Amazzonia: WWF, è infiammato il polmone della terra

Il 2024 è un anno di nuovi tristi record per l’Amazzonia e la mobilitazione per combattere l’emergenza dovrebbe essere globale, come ha ribadito il WWF proprio in occasione dell’ultima Giornata mondiale d’azione per l’Amazzonia.

La distruzione di una delle risorse naturali più vitali del pianeta, avrebbe conseguenze devastanti per la biodiversità e per le popolazioni indigene che vi vivono, oltre a compromettere la lotta contro il cambiamento climatico.

Il Brasile ha registrato oltre 110.000 incendi dall’inizio dell’anno, segnando il numero più alto dal 2010 e un drammatico aumento del 76% rispetto allo stesso periodo nel 2023, secondo l’Istituto brasiliano di Ricerche Spaziali (INPE).

Oltre un terzo di questi incendi si è verificato proprio nella foresta amazzonica, spesso definita il “polmone verde del Pianeta”. E’ il numero più alto dal 2005 e ben il doppio di quello registrato nel 2023.

Vista la gravità della situazione, un giudice della Corte Suprema brasiliana ha ordinato il governo brasiliano a mobilitare un “contingente maggiore di forze militari per combattere gli incendi.
Questa emergenza è mondiale.

L’Amazzonia, infatti, è la più grande foresta tropicale sulla Terra: oltre 550 milioni di ettari che ospitano il 10% della biodiversità globale, tra cui oltre 40.000 specie di piante e migliaia di specie animali. Inoltre, la capacità dell’Amazzonia di immagazzinare oltre 75 miliardi di tonnellate di carbonio è cruciale nella lotta contro il cambiamento climatico.

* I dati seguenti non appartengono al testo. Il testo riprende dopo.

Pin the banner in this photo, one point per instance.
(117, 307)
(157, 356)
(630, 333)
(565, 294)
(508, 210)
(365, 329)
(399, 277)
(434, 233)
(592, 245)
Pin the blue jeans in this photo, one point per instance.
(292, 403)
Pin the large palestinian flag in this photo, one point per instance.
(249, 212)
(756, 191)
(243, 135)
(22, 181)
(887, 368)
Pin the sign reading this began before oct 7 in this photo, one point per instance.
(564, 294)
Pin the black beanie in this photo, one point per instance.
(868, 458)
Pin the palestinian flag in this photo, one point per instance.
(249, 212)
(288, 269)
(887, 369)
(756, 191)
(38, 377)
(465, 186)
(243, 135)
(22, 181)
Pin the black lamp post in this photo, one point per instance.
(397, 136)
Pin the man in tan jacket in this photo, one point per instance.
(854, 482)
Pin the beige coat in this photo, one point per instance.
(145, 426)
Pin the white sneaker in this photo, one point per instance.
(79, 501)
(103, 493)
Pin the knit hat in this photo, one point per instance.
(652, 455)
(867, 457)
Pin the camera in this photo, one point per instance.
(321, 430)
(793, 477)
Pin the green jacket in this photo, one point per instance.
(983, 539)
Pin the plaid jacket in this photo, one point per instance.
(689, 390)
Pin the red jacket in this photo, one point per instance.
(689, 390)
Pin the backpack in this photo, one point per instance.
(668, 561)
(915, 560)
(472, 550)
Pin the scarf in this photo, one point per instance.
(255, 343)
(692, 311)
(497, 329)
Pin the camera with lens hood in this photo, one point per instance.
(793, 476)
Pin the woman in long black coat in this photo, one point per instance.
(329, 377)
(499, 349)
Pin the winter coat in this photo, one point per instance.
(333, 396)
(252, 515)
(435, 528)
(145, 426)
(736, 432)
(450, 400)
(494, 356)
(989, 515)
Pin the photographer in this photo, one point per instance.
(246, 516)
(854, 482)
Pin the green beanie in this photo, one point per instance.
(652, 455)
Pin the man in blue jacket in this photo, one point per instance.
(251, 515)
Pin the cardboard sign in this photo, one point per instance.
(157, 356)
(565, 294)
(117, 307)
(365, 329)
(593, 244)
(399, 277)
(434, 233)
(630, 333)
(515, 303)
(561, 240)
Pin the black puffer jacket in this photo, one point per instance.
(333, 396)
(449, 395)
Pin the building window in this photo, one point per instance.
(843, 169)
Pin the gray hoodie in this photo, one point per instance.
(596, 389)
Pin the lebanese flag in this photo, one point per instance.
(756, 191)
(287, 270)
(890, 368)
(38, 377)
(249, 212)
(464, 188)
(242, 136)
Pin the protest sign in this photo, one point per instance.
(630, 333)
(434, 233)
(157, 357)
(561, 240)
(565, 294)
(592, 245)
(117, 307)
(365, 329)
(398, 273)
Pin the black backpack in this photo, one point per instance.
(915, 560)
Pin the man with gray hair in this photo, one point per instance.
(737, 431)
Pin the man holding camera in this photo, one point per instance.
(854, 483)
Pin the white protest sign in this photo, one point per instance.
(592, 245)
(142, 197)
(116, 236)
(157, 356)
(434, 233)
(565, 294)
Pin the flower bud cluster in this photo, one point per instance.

Il degrado di questa foresta metterebbe a serio rischio il raggiungimento degli obiettivi globali di limitare il riscaldamento a 1,5°C, rendendo urgente la necessità di proteggere e preservare questo prezioso ecosistema.

Il collasso dell’ecosistema amazzonico è accelerato anche dalla siccità estrema dovuta alla crisi climatica che prosegue dal 2023.

In 13 dei 20 bacini pluviali brasiliani le precipitazioni sono state molto inferiori della media, rendendo così la vegetazione più secca e infiammabile e quindi rafforzando l’intensità degli incendi e anticipando il loro picco, solitamente atteso a settembre, mese nel quale la situazione potrebbe, infatti, ancora peggiorare. Il 99% dei roghi sarebbe comunque stato innescato dall’uomo.

Negli ultimi 50 anni, circa il 17% della superficie della foresta amazzonica – equivalente a una superficie grande due volte l’Italia – è stato distrutto: se questa tendenza raggiungerà il 20-25% della foresta, l’Amazzonia potrebbe trasformarsi in una savana arbustiva nel giro di pochi decenni.

L’allarme non scatta solo per l’Amazzonia: sia in Cerrado che in Pantanal – la zona umida più vasta del mondo che ospita migliaia di specie di cui alcune a rischio estinzione – è stata registrata una delle più gravi stagioni degli incendi che ha colpito circa il 15% della sua superficie totale, causando la morte di migliaia di animali e minacciando l’habitat di specie cruciali come giaguari, ocelotti, tapiri sudamericani, alligatori, scimmie, ara giacinto e anaconda.